PAGE 3
An Interrupted Conversation
by
“It’s a subject for Anatole France,” said Sitgreaves. “Moore, in my opinion, is not a novelist. His great achievements are his memoirs. I was interested in ‘Evelyn Innes’ and ‘Esther Waters,’ but something was lacking. There is nothing lacking in the three volumes of ‘Hail and Farewell.’ They grow in interest. Moore has found his metier.”
“But he insists,” I explained, before the door of the little hotel, “that ‘Hail and Farewell’ is a novel. He is infuriated when some one suggests that it is a book after the manner of, say, ‘The Reminiscences of Lady Randolph Churchill.’…”
We entered and walked up the little staircase.
“Do you mean that the incidents are untrue?”

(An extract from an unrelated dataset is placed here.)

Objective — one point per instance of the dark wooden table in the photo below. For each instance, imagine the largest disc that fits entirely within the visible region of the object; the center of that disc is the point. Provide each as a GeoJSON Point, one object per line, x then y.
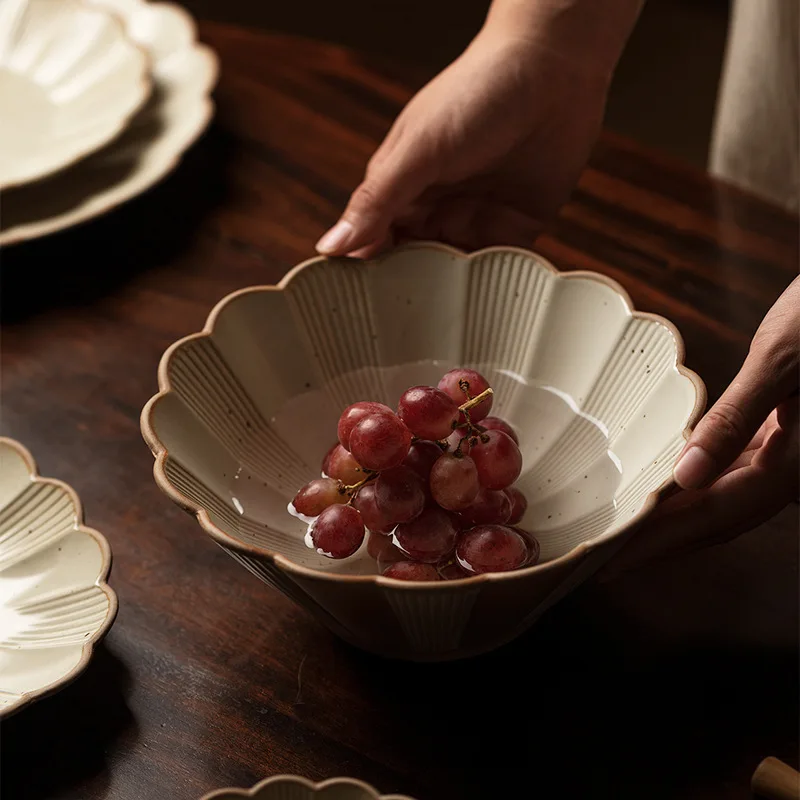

We were at the door of the concierge and there stood Marcel, his apron spread neatly over his ample paunch. It was early in the afternoon and the room beyond him, sometimes filled with possibilities for customers, was empty.
” Ah, monsieur est revenu! ” he exclaimed in his piping voice. ” C’est pour la petite Polonaise sans doute que monsieur revient? “
” Oui,” answered Sitgreaves, ” faut-il attendre longtemps? “
” Mais non, monsieur, un petit moment. Elle habite en face. Je vais envoyer le garcon la chercher tout de suite. Et pour monsieur, votre ami? “
” Je ne desire rien,” I replied.
Marcel bowed humbly…. ” Comme monsieur voudra. ” Then a doubt assailed him. ” Peut-etre que la petite Polonaise vous suffira a tous les deux? “
” Jamais de la vie! ” I shouted, ” Flute, Mercure, allez! Je suis puceau! “
Marcel was equal to this. ” Et ta soeur? ” he demanded as he disappeared down the staircase.
He had put us meanwhile in the very chamber with the red curtains and the picture of Cupid and Psyche that Sitgreaves had described. Perhaps all the rooms were similarly decorated. I lounged on the bed while Sitgreaves sat on a chair and smoked….
I answered his last question, “No, they are true, but there is selection and form.”
“While other memoirs have neither selection nor form and usually are not altogether accurate in the bargain….”
“Especially Madame Melba’s….”
“Especially,” agreed Sitgreaves delightedly, “Madame Melba’s.”
“Moore is really right,” I went on. “He says that some people insist that Balzac was greater than Turgeniev, because the Frenchman took his characters from imagination, the Russian his from life. You will remember, however, that Edgar Saltus says, ‘The manufacture of fiction from facts was begun by Balzac.’ Moore’s point is that all great writers write from observation. There is no other way. A character may have more or less resemblance to the original; it may be derived and bear a different name; still there must have been something…. In a letter which Moore once wrote me stands the phrase, ‘Memory is the mother of the Muses.’ ‘Hail and Farewell’ is just as much a work of imagination, according to Moore, as ‘A Nest of Noblemen’ or ‘Les Illusions Perdues.'”
“Of course,” admitted Sitgreaves. “No writer but what has suffered from the recognition of his characters. Dickens got into trouble. Oscar Wilde is said to have done himself in ‘Dorian Gray,’ and Meredith’s models for ‘The Tragic Comedians’ and ‘Diana of the Crossways’ are well known.”
“All Moore has done is to call his characters by their real names and he has reported their conversations as he remembered them, but, mind you, he has not put into the book all their conversations, or even all the people he knew at that period. Arthur Symons, for instance, a great friend of Moore’s at that time, is scarcely mentioned, and with reason: he has no part in the form of the book; its plot is not concerned with him.
“All artists create only in the image of the things they have seen, reduced to terms of art through their imagination. The paintings of Mina Loy seem to the beholder the strange creations of a vagrant fancy. I remember one picture of hers in which an Indian girl stands poised before an oriental palace, the most fantastic of palaces, it would seem. But the artist explained to me that it was simply the facade of Hagenbeck’s menagerie in Hamburg, seen with an imaginative eye. The girl was a model…. One day on the beach at the Lido she saw a young man in a bathing suit lying stretched on the sand with his head in the lap of a beautiful woman. Other women surrounded the two. The group immediately suggested a composition to her. She went home and painted. She took the young man’s bathing suit off and gave him wings; the women she dressed in lovely floating robes, and she called the picture, l’Amour Dorlote par les Belles Dames.